Но были и такие солдаты, которые либо забывали, что их письма просматривают, либо уже дошли до такого состояния, когда им стало все равно. Многие жаловались на плохое питание.
Один молодой солдат писал из осажденного Сталинграда: «Тетя Люба, пожалуйста, пришлите мне немного продуктов. Стыдно просить вас об этом, да голод заставляет». Бойцы не скрывали того, что собирают объедки, другие писали родным, что часто болеют из-за употребления некачественной пищи. Можно быть уверенным, что особые отделы «накормили» нуждающихся. Однако, несмотря ни на что, пораженческие настроения в советских войсках распространялись с угрожающей быстротой. Политработники, подозрительность которых порой граничила с паранойей, были крайне озабочены результатами проверки писем.
Из сообщения политуправления Сталинградского фронта в Москву: «В 12747 письмах 62-й армии раскрывается военная тайна. Некоторые письма содержат явно антисоветские высказывания, превозносящие фашистскую армию. Часто выражаются сомнения в победе Красной Армии».
В качестве доказательств приводились примеры таких высказываний: «Сотни, тысячи людей погибают ежедневно. Наше положение настолько безнадежно, что я не вижу выхода. Было бы лучше сдать Сталинград», — писал один солдат своей жене. А вот строки из письма солдата 245-го стрелкового полка: «В тылу, наверное, кричат, что все лучшее идет на фронт. Не верьте этому. На фронте ничего нет. Еда плохая и ее очень мало».

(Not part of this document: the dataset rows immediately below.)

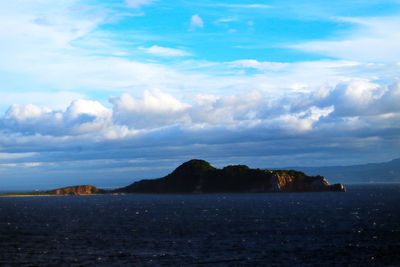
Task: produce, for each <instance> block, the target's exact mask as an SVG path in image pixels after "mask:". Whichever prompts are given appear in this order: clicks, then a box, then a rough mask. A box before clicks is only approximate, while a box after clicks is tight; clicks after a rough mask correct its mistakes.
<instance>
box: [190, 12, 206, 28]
mask: <svg viewBox="0 0 400 267" xmlns="http://www.w3.org/2000/svg"><path fill="white" fill-rule="evenodd" d="M203 26H204V24H203V19H202V18H201V17H200V16H199V15H198V14H195V15H193V16H192V17H191V18H190V27H191V28H192V29H195V28H203Z"/></svg>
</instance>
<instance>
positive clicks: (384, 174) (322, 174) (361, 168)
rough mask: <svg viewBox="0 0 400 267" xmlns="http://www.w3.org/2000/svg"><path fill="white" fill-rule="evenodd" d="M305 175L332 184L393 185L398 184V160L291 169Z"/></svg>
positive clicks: (399, 176) (399, 160)
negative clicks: (370, 162) (371, 183)
mask: <svg viewBox="0 0 400 267" xmlns="http://www.w3.org/2000/svg"><path fill="white" fill-rule="evenodd" d="M289 169H295V170H298V171H302V172H305V173H306V174H307V175H322V176H325V177H326V178H327V179H328V180H329V181H331V182H333V183H337V182H340V183H344V184H346V183H394V182H400V158H398V159H394V160H392V161H388V162H383V163H369V164H363V165H351V166H331V167H292V168H289Z"/></svg>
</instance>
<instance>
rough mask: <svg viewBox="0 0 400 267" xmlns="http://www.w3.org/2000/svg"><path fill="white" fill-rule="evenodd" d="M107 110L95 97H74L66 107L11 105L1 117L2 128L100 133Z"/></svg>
mask: <svg viewBox="0 0 400 267" xmlns="http://www.w3.org/2000/svg"><path fill="white" fill-rule="evenodd" d="M111 116H112V113H111V110H109V109H107V108H105V107H103V106H102V105H101V104H100V103H99V102H97V101H89V100H76V101H73V102H72V103H71V104H70V106H69V107H68V108H67V110H66V111H55V110H51V109H49V108H41V107H38V106H35V105H32V104H28V105H17V104H14V105H12V106H11V107H10V108H9V109H8V111H7V112H6V114H5V116H4V117H3V118H2V120H1V124H2V125H3V129H4V130H6V131H8V132H11V133H13V132H14V133H19V134H23V135H35V134H40V135H53V136H63V135H81V134H85V133H96V134H97V133H101V132H102V131H103V130H104V129H105V128H107V127H108V126H109V125H110V123H111Z"/></svg>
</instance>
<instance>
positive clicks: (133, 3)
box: [125, 0, 153, 8]
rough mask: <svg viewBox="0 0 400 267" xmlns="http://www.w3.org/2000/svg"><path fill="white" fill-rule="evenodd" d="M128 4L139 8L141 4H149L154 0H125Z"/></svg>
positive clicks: (128, 4) (144, 4)
mask: <svg viewBox="0 0 400 267" xmlns="http://www.w3.org/2000/svg"><path fill="white" fill-rule="evenodd" d="M125 2H126V4H127V5H128V6H129V7H132V8H139V7H140V6H141V5H148V4H150V3H151V2H153V0H125Z"/></svg>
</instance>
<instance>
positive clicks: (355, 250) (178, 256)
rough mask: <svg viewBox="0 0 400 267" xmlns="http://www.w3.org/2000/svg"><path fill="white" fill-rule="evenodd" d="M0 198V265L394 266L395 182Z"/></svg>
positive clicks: (398, 214)
mask: <svg viewBox="0 0 400 267" xmlns="http://www.w3.org/2000/svg"><path fill="white" fill-rule="evenodd" d="M346 187H347V192H346V193H339V192H323V193H254V194H172V195H170V194H127V195H93V196H58V197H57V196H52V197H6V198H0V266H207V265H209V266H400V184H368V185H367V184H365V185H347V186H346Z"/></svg>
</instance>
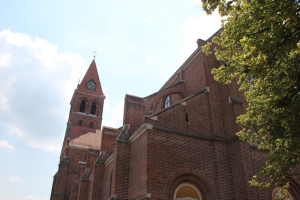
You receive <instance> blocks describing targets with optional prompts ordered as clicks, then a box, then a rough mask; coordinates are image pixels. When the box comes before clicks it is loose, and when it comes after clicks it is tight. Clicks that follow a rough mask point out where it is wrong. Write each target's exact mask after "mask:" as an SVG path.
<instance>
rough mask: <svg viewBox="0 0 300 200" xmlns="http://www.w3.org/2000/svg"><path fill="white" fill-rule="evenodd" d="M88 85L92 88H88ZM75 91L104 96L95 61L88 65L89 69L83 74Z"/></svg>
mask: <svg viewBox="0 0 300 200" xmlns="http://www.w3.org/2000/svg"><path fill="white" fill-rule="evenodd" d="M93 83H94V84H95V87H93ZM89 84H92V87H88V85H89ZM77 89H78V90H80V91H83V92H87V93H92V94H97V95H101V96H104V94H103V91H102V87H101V83H100V79H99V75H98V71H97V66H96V62H95V59H94V60H93V61H92V63H91V64H90V67H89V68H88V70H87V72H86V73H85V75H84V77H83V79H82V81H81V83H80V84H79V86H78V88H77Z"/></svg>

Окопы Сталинграда видели разных людей, слышали разные мнения о войне, командирах, товарищах. Среди документов — докладные записки особых отделов «об антисоветских и пораженческих высказываниях со стороны отдельных бойцов и командиров». Как правило, эти донесения составлялись на основании перлюстрации писем воинов Красной Армии.
Вот, что писал казначей сержант Торон домой: «…Куда нам воевать, везде видна наша бедность. Мне лично все равно, в какой стране жить. В нашей стране никто лучше не жил, чем в любой стране, где нет советской власти. Коммунизм нам не построить. Зачем полякам и украинцам освобождаться, когда они в настоящее время освобождены?»
На докладной записке, где были приведены слова сержанта, резюме: «Особарму даны указания задокументировать высказывания Торона и немедленно его арестовать».
Лейтенант Елисеев, побывавший в немецком плену и посмевший в письме родным похвалить врага за хорошее обращение с военнопленными, тоже был арестован.
Такая же судьба была уготована и писарю хозчасти рядовому Колесникову, который начертал домой такие строки: «Немецкая армия культурнее и сильнее нашей армии. Нам немцев не победить…» Немало участников Сталинградской битвы поплатились за свою непредусмотрительность. И самое ужасное, что многие из них погибли не в штыковой атаке или под гусеницами гудериановских танков, а за бруствером собственного окопа от смершевской пули.
Сталину были не нужны солдаты, которые могли усомниться в незыблемости советской власти и в будущей победе. Особые отделы НКВД приравнивали сомневающихся к трусам, дезертирам и предателям, а с ними, как известно, разговор короткий.
Поэтому и шли домой на родину солдата письма с существенной правкой: «Здравствуй, мама. Я сражаюсь здесь уже три месяца, защищая наш красавец…(вымарано цензором). Мы начали теснить фрицев и загнали их в окружение. Каждую неделю несколько тысяч немцев сдаются в плен, а еще больше гибнет в боях. Остались самые упрямые из частей СС, которые засели в бункерах и палят оттуда почем зря. Я собираюсь один такой бункер взорвать вместе с фашистами. Остаюсь навечно твой. Коля».
Попади это письмо на зеленое сукно кремлевского стола Иосифа Сталина, Коля не только не подвергся б наказанию за попытку указать в письме место сражений (благо, на это и существовали военные цензоры), а был бы награжден медалью, а то и орденом за морально-политическую сознательность.
Ну а если все же воюющим на фронтах Великой Отечественной Колям, Иванам да Степанам морально-политической сознательности не доставало, то особые отделы НКВД готовы были привить ее. Ведь «Родина слышит, Родина знает…», потому что солдатские весточки с фронта особисты не гнушались читать, как говорится, от корки до корки.